Was her impact on the Church and its scholars a flash in the pan long since gone dim? I was pleasantly surprised to see how broad her impact has become over the past two decades, as discussed in an outstanding retrospective that Christensen just published in Interpreter. The article is “Twenty Years After ‘Paradigms Regained,’ Part 1: The Ongoing, Plain, and Precious Significance of Margaret Barker’s Scholarship for Latter-day Saint Studies,” Interpreter: A Journal of Latter-day Saint Faith and Scholarship 54 (2022): 1-64

Here is one of many noteworthy passages:

In January of 2012, when Barker spoke at the Orthodox Seminary in Yonkers, New York, my wife and I drove from Pittsburgh to listen. Before the audience was seated, Margaret approached us, saying that “The first thing I said to them when I got here was that if they were serious about studying the temple, they would have to swallow their pride and ask the Mormons, because they have the best scholars on the topic.” The talk she gave, on Jesus as “The Great High Priest,” was very well received by the audience of Orthodox scholars and leaders. The talk needed to be re-recorded for broadcast, and for that recording, the first of two questions Barker was asked concerned Latter-day Saint interest in her work.

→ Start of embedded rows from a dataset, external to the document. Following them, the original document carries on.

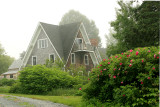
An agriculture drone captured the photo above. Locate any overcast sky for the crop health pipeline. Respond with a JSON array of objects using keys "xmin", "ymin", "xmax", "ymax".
[{"xmin": 0, "ymin": 0, "xmax": 118, "ymax": 59}]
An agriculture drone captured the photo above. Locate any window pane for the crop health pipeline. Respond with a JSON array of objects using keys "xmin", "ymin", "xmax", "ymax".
[
  {"xmin": 50, "ymin": 54, "xmax": 54, "ymax": 62},
  {"xmin": 71, "ymin": 54, "xmax": 75, "ymax": 64}
]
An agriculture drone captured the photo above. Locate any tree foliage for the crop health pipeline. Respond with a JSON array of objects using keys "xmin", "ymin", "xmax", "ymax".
[
  {"xmin": 0, "ymin": 44, "xmax": 14, "ymax": 74},
  {"xmin": 107, "ymin": 0, "xmax": 160, "ymax": 56},
  {"xmin": 83, "ymin": 47, "xmax": 160, "ymax": 107},
  {"xmin": 59, "ymin": 10, "xmax": 101, "ymax": 43}
]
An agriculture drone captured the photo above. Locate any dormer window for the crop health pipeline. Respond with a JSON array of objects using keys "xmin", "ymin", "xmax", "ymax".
[{"xmin": 38, "ymin": 39, "xmax": 48, "ymax": 48}]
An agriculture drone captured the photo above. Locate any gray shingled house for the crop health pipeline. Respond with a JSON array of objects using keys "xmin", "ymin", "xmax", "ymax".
[{"xmin": 0, "ymin": 22, "xmax": 102, "ymax": 78}]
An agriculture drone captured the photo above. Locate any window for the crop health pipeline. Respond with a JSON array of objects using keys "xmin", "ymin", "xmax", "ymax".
[
  {"xmin": 84, "ymin": 55, "xmax": 89, "ymax": 65},
  {"xmin": 77, "ymin": 38, "xmax": 83, "ymax": 50},
  {"xmin": 32, "ymin": 56, "xmax": 37, "ymax": 65},
  {"xmin": 10, "ymin": 74, "xmax": 13, "ymax": 78},
  {"xmin": 71, "ymin": 53, "xmax": 75, "ymax": 64},
  {"xmin": 38, "ymin": 39, "xmax": 48, "ymax": 48},
  {"xmin": 49, "ymin": 54, "xmax": 54, "ymax": 62}
]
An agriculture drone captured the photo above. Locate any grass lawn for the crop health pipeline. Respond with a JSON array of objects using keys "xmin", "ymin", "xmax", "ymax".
[{"xmin": 2, "ymin": 93, "xmax": 81, "ymax": 107}]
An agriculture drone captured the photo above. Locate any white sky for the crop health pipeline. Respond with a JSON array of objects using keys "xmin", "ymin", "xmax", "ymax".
[{"xmin": 0, "ymin": 0, "xmax": 118, "ymax": 59}]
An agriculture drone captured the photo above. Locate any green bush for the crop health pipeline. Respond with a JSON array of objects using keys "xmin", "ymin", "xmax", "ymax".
[
  {"xmin": 83, "ymin": 47, "xmax": 160, "ymax": 107},
  {"xmin": 0, "ymin": 78, "xmax": 16, "ymax": 86},
  {"xmin": 11, "ymin": 65, "xmax": 77, "ymax": 94}
]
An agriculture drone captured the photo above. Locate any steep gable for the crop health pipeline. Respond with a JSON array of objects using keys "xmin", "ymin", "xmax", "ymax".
[{"xmin": 59, "ymin": 22, "xmax": 81, "ymax": 61}]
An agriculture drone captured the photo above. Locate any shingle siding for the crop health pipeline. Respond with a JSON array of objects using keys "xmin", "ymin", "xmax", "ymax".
[{"xmin": 27, "ymin": 30, "xmax": 58, "ymax": 65}]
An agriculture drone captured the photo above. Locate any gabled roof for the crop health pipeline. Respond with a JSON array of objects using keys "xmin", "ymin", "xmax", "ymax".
[
  {"xmin": 40, "ymin": 22, "xmax": 81, "ymax": 61},
  {"xmin": 8, "ymin": 59, "xmax": 22, "ymax": 69}
]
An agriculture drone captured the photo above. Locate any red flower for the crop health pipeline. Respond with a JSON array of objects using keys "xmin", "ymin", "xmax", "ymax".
[
  {"xmin": 129, "ymin": 64, "xmax": 132, "ymax": 67},
  {"xmin": 129, "ymin": 49, "xmax": 133, "ymax": 52},
  {"xmin": 136, "ymin": 51, "xmax": 139, "ymax": 55},
  {"xmin": 113, "ymin": 75, "xmax": 116, "ymax": 78}
]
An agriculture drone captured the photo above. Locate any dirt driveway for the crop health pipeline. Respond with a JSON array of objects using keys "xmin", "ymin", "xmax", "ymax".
[{"xmin": 0, "ymin": 94, "xmax": 69, "ymax": 107}]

She noted for the public broadcast, “I have developed a very happy relationship with many top Mormon scholars, really good biblical scholars, who know their temple stuff. And what they come up with and what I’ve come up with is just about identical. So I work with Mormons because, in terms of temple scholarship, they are the best available. Full stop.” (50)

Kevin’s paper and his prior works deserve much more attention, as does the work of Margaret Barker. Her work has errors, certainly, but there are some amazing vistas she is providing into the ancient world that are worthy of contemplation.

Author: Jeff Lindsay

3 thoughts on “Kevin Christensen’s Twenty-year Retrospective on Margaret Barker’s Influence on the Church

  1. Thanks for the comments Jeff. The next twenty years of Barker’s Temple Theology will be interesting as well, in this context as the competing paradigms with regard to how to do scholarship on the Book of Mormon and the Bible, wrestle and strive to attract adherents. Who yearns to reach the tree and savor the fruit, and who wants to play to the Great and Spacious?

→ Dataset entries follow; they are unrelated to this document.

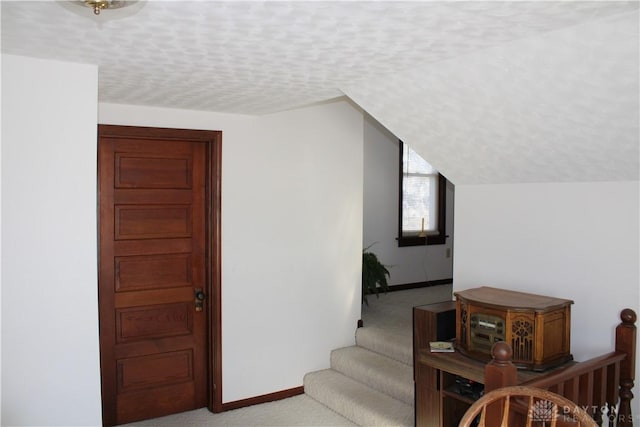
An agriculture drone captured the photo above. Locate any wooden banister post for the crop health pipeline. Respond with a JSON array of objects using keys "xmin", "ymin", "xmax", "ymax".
[
  {"xmin": 616, "ymin": 308, "xmax": 637, "ymax": 427},
  {"xmin": 484, "ymin": 341, "xmax": 518, "ymax": 393},
  {"xmin": 484, "ymin": 341, "xmax": 518, "ymax": 426}
]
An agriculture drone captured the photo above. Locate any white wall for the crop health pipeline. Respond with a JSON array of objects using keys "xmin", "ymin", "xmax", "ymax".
[
  {"xmin": 453, "ymin": 181, "xmax": 640, "ymax": 416},
  {"xmin": 1, "ymin": 55, "xmax": 101, "ymax": 426},
  {"xmin": 363, "ymin": 116, "xmax": 454, "ymax": 285},
  {"xmin": 99, "ymin": 101, "xmax": 363, "ymax": 402}
]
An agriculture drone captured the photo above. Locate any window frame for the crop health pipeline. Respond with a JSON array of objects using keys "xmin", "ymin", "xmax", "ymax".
[{"xmin": 396, "ymin": 140, "xmax": 447, "ymax": 247}]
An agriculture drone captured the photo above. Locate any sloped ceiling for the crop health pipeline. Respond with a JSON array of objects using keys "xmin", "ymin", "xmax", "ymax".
[
  {"xmin": 344, "ymin": 7, "xmax": 640, "ymax": 184},
  {"xmin": 1, "ymin": 0, "xmax": 638, "ymax": 183}
]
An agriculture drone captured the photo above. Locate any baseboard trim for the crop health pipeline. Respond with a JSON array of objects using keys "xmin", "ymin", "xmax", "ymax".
[
  {"xmin": 388, "ymin": 279, "xmax": 453, "ymax": 292},
  {"xmin": 222, "ymin": 386, "xmax": 304, "ymax": 412}
]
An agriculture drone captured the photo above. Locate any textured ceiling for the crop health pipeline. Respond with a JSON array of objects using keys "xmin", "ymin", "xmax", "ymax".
[
  {"xmin": 2, "ymin": 0, "xmax": 638, "ymax": 114},
  {"xmin": 343, "ymin": 7, "xmax": 640, "ymax": 185}
]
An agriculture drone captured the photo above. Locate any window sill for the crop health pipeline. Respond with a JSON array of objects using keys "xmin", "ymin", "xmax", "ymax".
[{"xmin": 397, "ymin": 234, "xmax": 448, "ymax": 247}]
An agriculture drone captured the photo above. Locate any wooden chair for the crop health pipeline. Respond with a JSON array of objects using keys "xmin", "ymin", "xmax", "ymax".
[{"xmin": 459, "ymin": 386, "xmax": 597, "ymax": 427}]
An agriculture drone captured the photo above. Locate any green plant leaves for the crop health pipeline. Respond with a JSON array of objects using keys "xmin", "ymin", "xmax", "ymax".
[{"xmin": 362, "ymin": 249, "xmax": 390, "ymax": 305}]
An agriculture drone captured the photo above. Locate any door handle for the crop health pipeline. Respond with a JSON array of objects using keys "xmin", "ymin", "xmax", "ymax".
[{"xmin": 194, "ymin": 288, "xmax": 207, "ymax": 311}]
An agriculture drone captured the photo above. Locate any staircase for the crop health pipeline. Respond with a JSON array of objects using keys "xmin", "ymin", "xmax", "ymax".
[{"xmin": 304, "ymin": 285, "xmax": 451, "ymax": 426}]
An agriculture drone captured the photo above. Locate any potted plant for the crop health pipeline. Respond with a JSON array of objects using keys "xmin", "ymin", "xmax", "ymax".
[{"xmin": 362, "ymin": 246, "xmax": 390, "ymax": 305}]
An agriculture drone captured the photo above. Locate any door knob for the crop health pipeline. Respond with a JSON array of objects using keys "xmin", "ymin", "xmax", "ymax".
[{"xmin": 194, "ymin": 288, "xmax": 207, "ymax": 311}]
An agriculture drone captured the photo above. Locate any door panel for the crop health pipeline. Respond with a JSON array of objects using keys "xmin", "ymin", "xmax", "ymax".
[{"xmin": 98, "ymin": 126, "xmax": 219, "ymax": 425}]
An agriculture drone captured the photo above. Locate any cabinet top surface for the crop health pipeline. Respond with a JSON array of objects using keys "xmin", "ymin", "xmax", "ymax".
[
  {"xmin": 453, "ymin": 286, "xmax": 573, "ymax": 310},
  {"xmin": 417, "ymin": 349, "xmax": 576, "ymax": 384}
]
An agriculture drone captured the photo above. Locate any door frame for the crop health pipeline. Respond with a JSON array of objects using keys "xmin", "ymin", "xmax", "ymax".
[{"xmin": 97, "ymin": 124, "xmax": 223, "ymax": 424}]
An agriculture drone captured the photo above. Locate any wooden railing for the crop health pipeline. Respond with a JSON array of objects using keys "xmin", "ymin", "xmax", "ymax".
[{"xmin": 485, "ymin": 308, "xmax": 637, "ymax": 427}]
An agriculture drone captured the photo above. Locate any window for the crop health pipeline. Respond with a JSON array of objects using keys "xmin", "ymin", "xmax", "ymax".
[{"xmin": 398, "ymin": 141, "xmax": 447, "ymax": 246}]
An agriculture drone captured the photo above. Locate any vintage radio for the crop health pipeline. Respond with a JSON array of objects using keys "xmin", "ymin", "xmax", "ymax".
[{"xmin": 454, "ymin": 286, "xmax": 573, "ymax": 371}]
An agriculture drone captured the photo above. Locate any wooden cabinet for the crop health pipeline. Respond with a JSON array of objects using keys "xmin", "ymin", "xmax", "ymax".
[
  {"xmin": 413, "ymin": 302, "xmax": 568, "ymax": 427},
  {"xmin": 454, "ymin": 286, "xmax": 573, "ymax": 371},
  {"xmin": 413, "ymin": 301, "xmax": 456, "ymax": 426}
]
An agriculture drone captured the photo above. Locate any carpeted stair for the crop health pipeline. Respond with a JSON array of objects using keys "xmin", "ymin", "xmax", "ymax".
[
  {"xmin": 304, "ymin": 346, "xmax": 414, "ymax": 426},
  {"xmin": 304, "ymin": 286, "xmax": 451, "ymax": 426}
]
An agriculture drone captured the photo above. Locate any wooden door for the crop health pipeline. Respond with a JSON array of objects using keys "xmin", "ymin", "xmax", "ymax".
[{"xmin": 98, "ymin": 125, "xmax": 221, "ymax": 425}]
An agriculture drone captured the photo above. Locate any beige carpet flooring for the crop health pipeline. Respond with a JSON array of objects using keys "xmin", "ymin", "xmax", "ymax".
[{"xmin": 126, "ymin": 285, "xmax": 452, "ymax": 427}]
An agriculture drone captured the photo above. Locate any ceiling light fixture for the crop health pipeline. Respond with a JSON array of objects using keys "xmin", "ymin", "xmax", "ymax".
[{"xmin": 84, "ymin": 0, "xmax": 135, "ymax": 15}]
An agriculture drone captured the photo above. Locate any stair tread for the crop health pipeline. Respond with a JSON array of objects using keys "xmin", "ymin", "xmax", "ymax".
[
  {"xmin": 331, "ymin": 346, "xmax": 414, "ymax": 406},
  {"xmin": 356, "ymin": 326, "xmax": 413, "ymax": 365},
  {"xmin": 304, "ymin": 369, "xmax": 414, "ymax": 426}
]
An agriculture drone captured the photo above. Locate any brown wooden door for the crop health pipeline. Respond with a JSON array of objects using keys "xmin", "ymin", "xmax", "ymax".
[{"xmin": 98, "ymin": 125, "xmax": 219, "ymax": 425}]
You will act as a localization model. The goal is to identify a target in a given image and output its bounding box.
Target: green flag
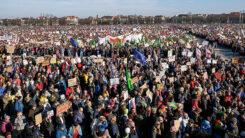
[126,67,134,90]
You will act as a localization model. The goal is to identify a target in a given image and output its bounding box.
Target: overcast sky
[0,0,245,18]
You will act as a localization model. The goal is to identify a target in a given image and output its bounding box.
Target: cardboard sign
[131,77,139,84]
[56,101,72,116]
[214,72,221,80]
[35,113,43,125]
[174,120,180,132]
[180,65,187,72]
[68,78,77,87]
[110,78,119,86]
[7,46,15,54]
[42,60,49,66]
[156,76,161,82]
[231,57,243,64]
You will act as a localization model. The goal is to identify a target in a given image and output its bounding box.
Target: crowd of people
[179,24,245,55]
[0,24,245,138]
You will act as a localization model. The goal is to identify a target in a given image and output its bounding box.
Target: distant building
[66,16,78,25]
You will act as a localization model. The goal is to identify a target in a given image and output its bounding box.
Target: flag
[206,49,211,58]
[133,49,146,66]
[126,67,134,90]
[196,48,202,59]
[70,38,78,47]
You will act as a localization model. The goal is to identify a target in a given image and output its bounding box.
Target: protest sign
[68,78,77,87]
[7,67,13,72]
[174,120,180,132]
[42,60,49,66]
[232,57,243,64]
[157,84,163,90]
[156,76,161,82]
[140,83,147,89]
[207,59,211,64]
[146,89,153,101]
[212,68,215,73]
[203,72,208,79]
[131,77,139,84]
[110,78,119,86]
[214,72,221,80]
[190,58,196,64]
[7,46,15,54]
[212,60,217,64]
[180,65,187,72]
[50,58,56,64]
[162,62,169,69]
[168,56,175,62]
[35,113,43,125]
[56,101,72,116]
[169,77,174,83]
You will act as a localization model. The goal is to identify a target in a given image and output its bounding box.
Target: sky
[0,0,245,19]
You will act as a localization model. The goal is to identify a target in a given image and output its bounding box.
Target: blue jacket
[73,111,85,124]
[68,125,82,138]
[15,100,24,113]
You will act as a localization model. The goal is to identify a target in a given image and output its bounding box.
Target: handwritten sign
[140,83,147,89]
[56,101,72,116]
[132,77,139,83]
[42,60,49,66]
[174,120,180,132]
[110,78,119,86]
[68,78,77,87]
[35,113,43,125]
[156,76,161,82]
[231,57,243,64]
[214,72,221,80]
[7,46,15,54]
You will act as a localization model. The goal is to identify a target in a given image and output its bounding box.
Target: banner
[7,46,15,54]
[35,113,43,125]
[56,101,72,116]
[68,78,77,87]
[110,78,119,86]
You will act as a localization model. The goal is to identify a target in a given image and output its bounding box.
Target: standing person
[56,124,68,138]
[41,116,54,138]
[14,112,26,138]
[68,122,82,138]
[1,115,14,138]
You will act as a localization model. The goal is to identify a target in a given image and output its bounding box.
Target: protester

  2. I am a retired dentist since 1991; I have been around the sun 93 times in October 2023. I have studied religion all my adult life to the best of my capacity; especially since my retirement. I read two of Margaret Barker’s
    books ten or fifteen years ago, but my ability as a religious scholar is too limited to really capture the value in her writings that I knew was there.
    Even with my advanced age and loss of erudition, your article has satisfied my need for better understanding of her work as well as the value of your own thoughts. Thank You!